How to Create Great Vegan Meals: What They Don’t Tell You
Vegan Pantry Secrets To Create Nutritious Flavorful Meals
Hey, Everybody. This is Part 2 in my series on creating vegan meals. In my last article I shared with you the Hidden Animal Ingredients that manufacturers add to food. In this article we’ll talk about setting up your pantry correctly.
Setting up your pantry is an essential step to being able to easily create meals on a whim. For people who have been vegetarians all their lives, setting up the pantry will not be a struggle. However, if you’ve just recently converted to a vegan, you’ll probably need to start from scratch. You may have some ingredients on hand, but most of your pantry may not be
You may have some ingredients on hand, but most of your pantry may not be vegan-friendly.
Of course, this list will not include perishable items such as fruits and vegetables. However, even some perishable items, such as certain brands of hemp milk, coconut milk, rice milk, almond milk, etc can be stored on the shelves and not in the refrigerator because of the special packaging.
Step One: Take Inventory
The first step to building a vegan pantry is to take inventory of what you have. This step is mostly for those who have just become vegans. However, even if you have been vegan for a while, you will also benefit from this. The goal is to think about everything that you have and determine if it supports the vegan lifestyle.
You may also want to look at the ingredients lists of all your packaged foods to determine if any of the hidden ingredients listed in the previous chapter exist. Even if you have been vegan for a while, you may still find some foods in your pantry that are made with animal products.
Step Two: Stock the Essentials
It isn’t necessary to have a large pantry filled with tons of ingredients and packaged foods. All you need to do is sit and think about the things that are really important to you. If you don’t bake that often, for example, don’t bother buying baking supplies until you really need them.
If you are the type of person who loves cereal and has a few bowls a day, you may want to keep hemp milk, soy milk, rice milk, and extra cereal in your pantry. Maybe you’re a foodie who loves playing with spices and herbs. Fill your cabinets with foods that will make cooking and dining enjoyable.
Once you figure out what you need and your eating preferences you can start buying things to put in your pantry. Plan your meals in advance and write out a shopping list. If you do not take the extra time to think about what you need, you’ll end up purchasing things you won’t eat.

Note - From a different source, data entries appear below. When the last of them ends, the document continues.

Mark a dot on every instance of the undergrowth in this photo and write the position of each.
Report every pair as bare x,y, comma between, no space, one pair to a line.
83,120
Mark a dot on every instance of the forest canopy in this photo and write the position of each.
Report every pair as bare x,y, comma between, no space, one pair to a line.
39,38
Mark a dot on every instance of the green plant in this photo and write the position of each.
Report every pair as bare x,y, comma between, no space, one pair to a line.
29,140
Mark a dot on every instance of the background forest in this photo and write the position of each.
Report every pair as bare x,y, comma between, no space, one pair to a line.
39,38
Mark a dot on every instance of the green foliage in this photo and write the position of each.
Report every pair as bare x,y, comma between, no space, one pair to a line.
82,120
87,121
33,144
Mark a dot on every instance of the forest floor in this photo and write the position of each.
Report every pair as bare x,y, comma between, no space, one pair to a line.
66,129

Even though pantries may differ from household to household, it will be helpful to view a sample pantry. You can use this as a starting point while trying to figure out how to stock yours, or you can take this list to the store and start shopping! It’s up to you.

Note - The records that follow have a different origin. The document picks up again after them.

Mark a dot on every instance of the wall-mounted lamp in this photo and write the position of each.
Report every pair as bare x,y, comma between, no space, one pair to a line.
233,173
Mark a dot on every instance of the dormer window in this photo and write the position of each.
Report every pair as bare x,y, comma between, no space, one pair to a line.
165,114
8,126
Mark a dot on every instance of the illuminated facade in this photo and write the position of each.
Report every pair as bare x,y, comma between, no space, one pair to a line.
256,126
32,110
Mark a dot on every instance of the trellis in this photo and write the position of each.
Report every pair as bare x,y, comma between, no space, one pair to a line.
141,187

It may help to think of your pantry in terms of categories such as breakfast items, snacks, etc. Here’s a rough list:
- Whole grain hot cereals such as oatmeal or cream of wheat
- Cold cereals to eat with hemp milk, coconut milk, soy milk, nut milks or rice milk
- Vegan-friendly pancake mixes
- Vegan baked goods such as muffins
- A variety of healthy snack items such as granola bars
- Vegan treats such as brownies, cupcakes, cookies and ice cream.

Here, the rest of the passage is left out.